Или от самого мужчины, от которого настолько разит властью, что ноги не держат, и я обхватываю его за шею, цепляюсь за его волосы, тяну его к себе, ближе, еще ближе…
Так близко, что думать о чем-то другом, анализировать и пытаться в которой раз пояснить ему, что все бесполезно, становится невозможным.
Нет мыслей и слов. Нет ничего поблизости – только он, покрывающий мое лицо поцелуями, сжимающий мою шею, словно проверяя ее на хрупкость, и после моего гортанного выдоха дарящий ухмылку, от которой тушуются стыдливость, страхи и совесть.
Мне становится плевать, что будет через минуту, через полчаса или час. Становится неважным, что будет, когда мы сможем дышать по отдельности. Единственное, чего я хочу, чтобы его губы и дальше позволяли пить свои выдохи, и чтобы его руки не прекращали меня изучать.
Повсюду… я чувствую их повсюду.
Он жадно водит ладонями по моему телу, напоминая слепого, который пытается через прикосновения увидеть цвета этого мира.

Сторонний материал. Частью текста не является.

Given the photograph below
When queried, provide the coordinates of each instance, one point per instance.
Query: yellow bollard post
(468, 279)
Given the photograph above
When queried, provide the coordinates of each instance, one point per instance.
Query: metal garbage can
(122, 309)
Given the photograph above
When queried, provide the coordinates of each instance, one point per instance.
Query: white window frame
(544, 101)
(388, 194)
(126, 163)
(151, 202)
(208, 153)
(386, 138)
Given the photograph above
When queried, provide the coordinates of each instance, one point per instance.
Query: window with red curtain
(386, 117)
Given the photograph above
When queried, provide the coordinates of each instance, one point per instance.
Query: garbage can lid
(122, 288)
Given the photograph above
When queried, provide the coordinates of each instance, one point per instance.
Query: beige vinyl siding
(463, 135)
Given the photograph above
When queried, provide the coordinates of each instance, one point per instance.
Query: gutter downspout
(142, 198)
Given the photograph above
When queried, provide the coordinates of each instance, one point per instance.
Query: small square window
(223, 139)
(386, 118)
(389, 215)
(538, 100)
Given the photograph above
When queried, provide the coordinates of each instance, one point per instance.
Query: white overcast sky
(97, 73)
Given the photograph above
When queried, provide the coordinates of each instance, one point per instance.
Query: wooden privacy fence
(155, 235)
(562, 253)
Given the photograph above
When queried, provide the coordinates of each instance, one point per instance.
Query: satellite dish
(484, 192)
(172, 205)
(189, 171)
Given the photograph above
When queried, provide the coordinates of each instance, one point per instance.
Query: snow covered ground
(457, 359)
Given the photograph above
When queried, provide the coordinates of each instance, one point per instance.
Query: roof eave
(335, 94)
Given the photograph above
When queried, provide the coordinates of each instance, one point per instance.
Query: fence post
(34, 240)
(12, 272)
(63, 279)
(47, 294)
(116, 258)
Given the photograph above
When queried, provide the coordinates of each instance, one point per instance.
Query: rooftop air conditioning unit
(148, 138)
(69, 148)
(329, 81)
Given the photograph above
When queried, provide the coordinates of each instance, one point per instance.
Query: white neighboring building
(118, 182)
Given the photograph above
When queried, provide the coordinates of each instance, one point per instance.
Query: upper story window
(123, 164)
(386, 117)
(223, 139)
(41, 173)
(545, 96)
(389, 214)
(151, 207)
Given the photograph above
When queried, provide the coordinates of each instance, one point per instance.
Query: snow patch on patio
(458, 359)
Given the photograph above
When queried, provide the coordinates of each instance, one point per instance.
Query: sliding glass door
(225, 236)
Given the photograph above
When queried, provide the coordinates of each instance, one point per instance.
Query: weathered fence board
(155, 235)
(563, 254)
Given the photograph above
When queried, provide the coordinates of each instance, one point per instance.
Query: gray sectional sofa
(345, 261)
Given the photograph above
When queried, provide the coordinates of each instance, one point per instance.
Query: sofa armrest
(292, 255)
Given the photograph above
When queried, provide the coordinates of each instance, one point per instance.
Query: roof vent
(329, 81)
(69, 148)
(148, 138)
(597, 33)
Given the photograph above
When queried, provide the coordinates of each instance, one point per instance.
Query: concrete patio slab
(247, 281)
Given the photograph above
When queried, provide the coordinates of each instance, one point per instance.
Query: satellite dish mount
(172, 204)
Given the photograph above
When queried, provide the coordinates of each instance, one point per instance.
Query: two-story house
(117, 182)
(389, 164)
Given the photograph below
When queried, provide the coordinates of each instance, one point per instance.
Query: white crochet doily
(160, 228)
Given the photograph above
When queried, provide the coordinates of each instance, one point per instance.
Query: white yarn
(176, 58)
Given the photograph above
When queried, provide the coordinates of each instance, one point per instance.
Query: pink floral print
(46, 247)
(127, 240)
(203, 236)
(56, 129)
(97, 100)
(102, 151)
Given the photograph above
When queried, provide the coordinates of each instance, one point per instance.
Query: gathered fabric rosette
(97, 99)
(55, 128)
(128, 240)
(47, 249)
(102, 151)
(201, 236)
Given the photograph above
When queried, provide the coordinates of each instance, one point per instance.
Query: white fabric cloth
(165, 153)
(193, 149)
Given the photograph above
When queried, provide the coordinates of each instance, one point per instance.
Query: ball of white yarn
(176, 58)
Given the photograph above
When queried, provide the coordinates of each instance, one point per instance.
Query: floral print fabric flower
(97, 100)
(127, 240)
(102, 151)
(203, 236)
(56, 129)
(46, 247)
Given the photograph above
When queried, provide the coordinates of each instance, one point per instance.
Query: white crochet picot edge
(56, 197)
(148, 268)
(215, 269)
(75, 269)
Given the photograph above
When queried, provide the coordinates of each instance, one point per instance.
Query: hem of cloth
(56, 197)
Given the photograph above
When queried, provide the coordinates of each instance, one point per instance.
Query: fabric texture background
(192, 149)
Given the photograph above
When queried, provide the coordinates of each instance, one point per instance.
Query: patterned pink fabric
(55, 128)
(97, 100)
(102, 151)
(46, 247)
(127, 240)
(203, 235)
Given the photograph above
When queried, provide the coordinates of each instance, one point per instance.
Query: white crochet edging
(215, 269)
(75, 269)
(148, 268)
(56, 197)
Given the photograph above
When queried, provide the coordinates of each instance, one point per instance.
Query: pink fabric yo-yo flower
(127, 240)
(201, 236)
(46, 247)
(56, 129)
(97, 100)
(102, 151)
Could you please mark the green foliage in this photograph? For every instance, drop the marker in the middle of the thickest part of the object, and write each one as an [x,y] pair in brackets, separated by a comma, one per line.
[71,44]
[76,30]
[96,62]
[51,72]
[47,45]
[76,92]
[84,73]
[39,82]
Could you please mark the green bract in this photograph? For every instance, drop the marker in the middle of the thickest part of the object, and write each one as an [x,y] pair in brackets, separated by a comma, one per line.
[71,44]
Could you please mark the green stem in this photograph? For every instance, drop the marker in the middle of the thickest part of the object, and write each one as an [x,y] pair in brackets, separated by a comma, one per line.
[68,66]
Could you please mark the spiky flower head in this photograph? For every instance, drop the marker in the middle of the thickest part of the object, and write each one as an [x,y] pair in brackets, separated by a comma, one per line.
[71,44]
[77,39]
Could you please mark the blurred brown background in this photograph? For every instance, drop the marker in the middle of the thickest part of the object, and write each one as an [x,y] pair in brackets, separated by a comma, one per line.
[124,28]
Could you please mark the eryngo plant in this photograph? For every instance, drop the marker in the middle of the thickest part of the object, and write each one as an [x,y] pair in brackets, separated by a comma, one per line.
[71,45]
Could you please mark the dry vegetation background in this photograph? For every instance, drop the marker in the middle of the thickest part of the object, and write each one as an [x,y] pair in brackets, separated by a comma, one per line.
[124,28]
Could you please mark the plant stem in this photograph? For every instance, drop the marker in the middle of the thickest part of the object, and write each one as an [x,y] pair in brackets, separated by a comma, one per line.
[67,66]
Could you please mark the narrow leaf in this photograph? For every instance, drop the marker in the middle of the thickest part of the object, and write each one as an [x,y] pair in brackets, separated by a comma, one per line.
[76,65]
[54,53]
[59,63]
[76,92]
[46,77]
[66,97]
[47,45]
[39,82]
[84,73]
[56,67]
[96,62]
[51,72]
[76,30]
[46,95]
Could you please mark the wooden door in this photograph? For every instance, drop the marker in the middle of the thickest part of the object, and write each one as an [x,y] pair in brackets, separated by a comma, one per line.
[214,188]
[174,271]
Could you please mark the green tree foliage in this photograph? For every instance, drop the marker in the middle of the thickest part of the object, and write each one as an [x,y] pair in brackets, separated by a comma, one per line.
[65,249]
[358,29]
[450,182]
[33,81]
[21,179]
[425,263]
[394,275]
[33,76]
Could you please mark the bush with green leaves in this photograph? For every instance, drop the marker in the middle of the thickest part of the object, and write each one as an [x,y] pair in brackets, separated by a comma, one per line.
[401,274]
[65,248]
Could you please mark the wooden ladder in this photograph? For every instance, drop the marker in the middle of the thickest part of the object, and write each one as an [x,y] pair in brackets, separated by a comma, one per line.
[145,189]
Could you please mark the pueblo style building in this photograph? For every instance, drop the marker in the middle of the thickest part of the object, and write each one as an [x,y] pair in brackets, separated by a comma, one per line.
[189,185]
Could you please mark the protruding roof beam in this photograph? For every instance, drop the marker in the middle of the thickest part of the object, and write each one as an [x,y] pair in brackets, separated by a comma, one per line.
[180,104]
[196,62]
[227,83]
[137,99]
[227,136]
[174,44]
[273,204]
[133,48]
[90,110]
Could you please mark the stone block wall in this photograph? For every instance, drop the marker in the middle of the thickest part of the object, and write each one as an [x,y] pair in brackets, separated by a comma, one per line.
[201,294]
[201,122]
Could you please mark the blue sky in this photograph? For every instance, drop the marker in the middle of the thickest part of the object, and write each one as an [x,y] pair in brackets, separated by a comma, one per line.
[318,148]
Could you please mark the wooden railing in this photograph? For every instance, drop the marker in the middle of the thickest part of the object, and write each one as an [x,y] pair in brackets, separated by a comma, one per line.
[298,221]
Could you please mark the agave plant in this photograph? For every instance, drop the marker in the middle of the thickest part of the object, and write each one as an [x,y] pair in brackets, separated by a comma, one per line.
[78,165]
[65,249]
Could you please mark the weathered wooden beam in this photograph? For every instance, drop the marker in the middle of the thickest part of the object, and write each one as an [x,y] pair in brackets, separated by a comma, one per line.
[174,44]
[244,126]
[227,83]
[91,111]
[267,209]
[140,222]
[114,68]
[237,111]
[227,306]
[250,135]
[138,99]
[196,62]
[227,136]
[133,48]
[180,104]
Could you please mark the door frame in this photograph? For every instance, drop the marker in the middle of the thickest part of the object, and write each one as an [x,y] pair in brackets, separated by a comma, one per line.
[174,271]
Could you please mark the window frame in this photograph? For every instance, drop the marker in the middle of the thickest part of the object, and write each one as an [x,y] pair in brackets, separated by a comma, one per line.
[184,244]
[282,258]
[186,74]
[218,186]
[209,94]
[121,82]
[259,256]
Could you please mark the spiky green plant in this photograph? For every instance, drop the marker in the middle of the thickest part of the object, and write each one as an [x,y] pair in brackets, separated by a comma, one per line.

Скулы, глаза, виски, мои волосы, которые с удовольствием пропускает через длинные пальцы, чуть натягивает, заставляя меня запрокинуть голову и снова взглянуть на него.
Проверяет – его ли я вижу.
И я с удовольствием скольжу по его лицу ладонями, не делая различия между левой стороной или правой, задеваю пальцем уголок его губ, целую усмешку, которая на них отражается и тут же взлетаю.
Приподнимает меня, вынуждая обхватить свои бедра ногами.
– Да, вот так, – издает будоражащий шепот и тут же вжимается в меня, чтобы я ощутила силу его желания и поняла, что он прав.
Все должно быть именно так, как сейчас. Жестко, на полном отрыве, без ласковых слов или глупых признаний.
Просто секс. Потому что мы оба хотим потеряться друг в друге и сорвать друг у друга еще больше шепота, еще больше стонов, хотим украсть у этой ночи еще больше бесстыдных прикосновений.
Он вдавливает меня в холодную стену, заставляя сделать выбор – опереться на нее, выбрать эту пустышку и снова чуть отдалиться, или стать ближе к нему. Мне кажется, выбор здесь очевиден, и я выгибаюсь вперед, трусь о жесткую ткань его джинсов, которая так упоительно скользит по моим трусикам и помогает немного унять этот жар, сводящий с ума.
Видя это, его пальцы задирают мою юбку до талии, чтобы мне было легче, приятней скользить, и тут же берутся за блузу. Движения резкие – он не думает о том, что сомнет ткань или заденет хрупкие пуговички. Он просто открывает путь к тому, чего хочет.
Окидывает взглядом бюстгальтер и нетерпеливо освобождает грудь из плена ажурных чашечек. Но лишь для того, чтобы определить их в более жаркий плен – из своих губ, языка, из пальцев, которые обхватывают мои полушария, чтобы ему было удобней сосать, кружить языком и снова впиваться губами.
Не дав времени утонуть в этих ощущениях, отодвигает пальцами мои трусики и удовлетворенно выдыхает мне в губы:
– Блядь… ты такая влажная, что я хочу насадить тебя на себя.
Странное заявление, ведь его пальцы уже во мне, а мои бедра обхватывают его так плотно, что сильнее уже невозможно. Но он дает лишь минуту покопаться в этих обрывочных мыслях, отстраняется, прожигает меня взглядом, запрещающим шевелиться, вскрывает пакетик презерватива, и делает то, о чем говорил.
Не входит в меня, не погружается. А именно что насаживает.
Жестко, до упора, заставляя чувствовать себя полностью и так глубоко, что я забываю дышать.